亜美さん 1日に2回続けて会うこともありましたから、作り笑顔による「人疲れ」がひどかったです。かけた労力に対してリターンがほぼゼロなので、「これって不毛なのでは?」と思いながら続けるのも疲れる原因になっていました。

 また、プロフィールの段階で相手からNGの返事が来ることも多くて、軽く傷つくこともしょっちゅう。例えるなら、ものすご~く細い針でチクチク刺される感じですが、刺される回数が増えればそりゃ血が出ますから。そんな毎日です。

 相談所からは「亜美さんのご経歴がねぇ、高過ぎるから」と濁されたものの、明らかに年齢でアウトなんだと察しがつきました。それに海外経験があるとはいえ、欧米で小ぎれいな環境下ではなく、ゴリゴリの発展途上国での仕事でしたから、それもゴツい印象を与えているのだろうなと感じました。

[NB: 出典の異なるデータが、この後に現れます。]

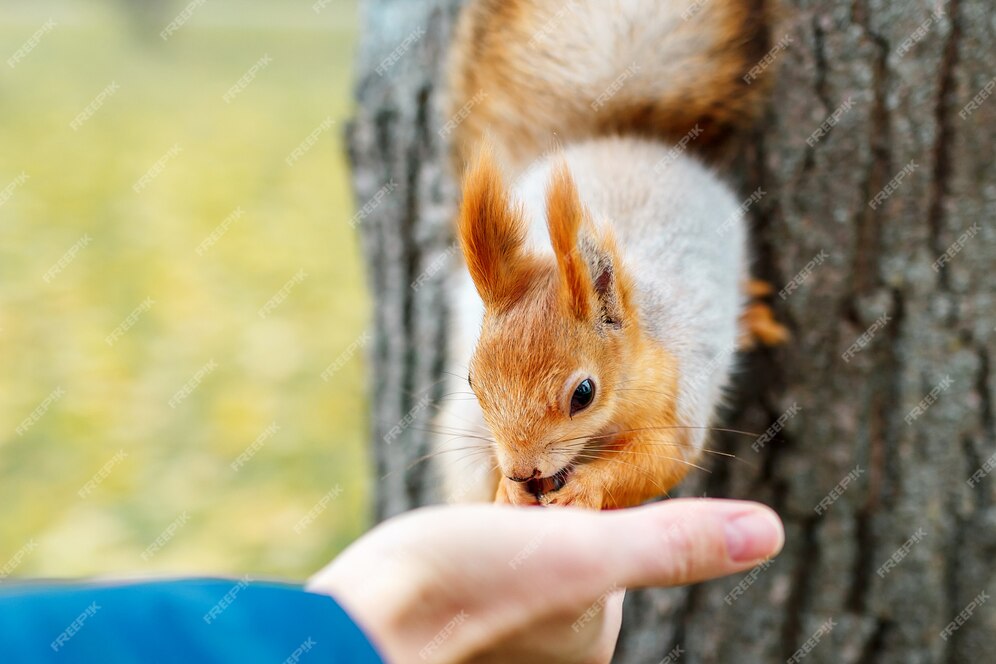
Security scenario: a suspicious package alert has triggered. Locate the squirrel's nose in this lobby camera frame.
[508,468,539,482]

 次第に相談所も持ち玉がなくなってきたのか、紹介される頻度が減ったり、一回り上の男性が増えてきたり。会えば会うほど時間もお金もメンタルも消耗し、はたから見ても顔色が悪くなるほど疲弊していったのです。

「僕、婚活やめますわ!」50人目との運命の面談

――相談所からの紹介だけでは厳しいため、地方に住む母親のつてでお見合いをしてみたり、気になるイベントの懇親会に積極的に参加してみたり。しかし、魅了される相手には一向に出会えなかった。

亜美さん 婚活中の友達と女子会で近況を報告し合うのが目下の楽しみでしたが、半年、1年がたって苦戦してくるともう愚痴の言い合いです。ストレス発散にはなりましたが、この時間も次第に不毛なものに思えてきました。

 私の場合、パートナーを追い求めれば追い求めるほど遠ざかっていくような気がして……。それに婚活というのは、シビアに「結婚相手を求める場」なんですね。「好きな人を探す場」ではないのです。「好きな人を探したい」などという夢見がちな私には、そもそも婚活というスタイルは合っていない。このルートからは、「出会いはもたらされないのでは?」と思いました。

――それでもまだ確証は得られず、最後の望みに懸けて、紹介された男性との面談に臨んだ。奇しくも婚活を始めて50人目だった。だが、その出会いこそが、亜美さんの迷いを断ち切ってくれるきっかけとなった。

亜美さん 無口な男性だったので、私のほうから質問していったんです。「趣味は何ですか?」「どんなことをしている時が楽しいですか?」と聞いていくと、それなりに答えてくれましたが、私への質問は一切なく……。「僕、今の生活に満足してるんですよね」などと言うので、「じゃあ、なんで婚活を始めたんですか?」と突っ込むと、「そうですね~なんでですかね~」とのらりくらり。

 らちが明かないので、「○○さん、本当は婚活したくないのでは?」と一撃を食らわすと、男性は一瞬考え込み、ハッとした表情でこう言ったのです。

「亜美さん! そうかもしれません! いや~気付かせくれてありがとう。僕、婚活やめますわ!」

 「え、え~!?」と二度見した後にズッコケました。「というわけなので、もう帰りますね!」と、さっそうと帰っていく後ろ姿を見ていたら、なんだか笑えてきまして。一人残されて、急に何もかもがバカバカしくなって「私も婚活やめよ」って思ったんです。

 最後の最後に男性の心を救って、同時に私の心も救われたという(笑)。無理して続けていた婚活を「もうやめていいよ」と肩をたたかれた気がして、ふっと楽になりました。そういう意味では、やめる決断を後押ししてくれた「運命の相手」と言えるかもしれません。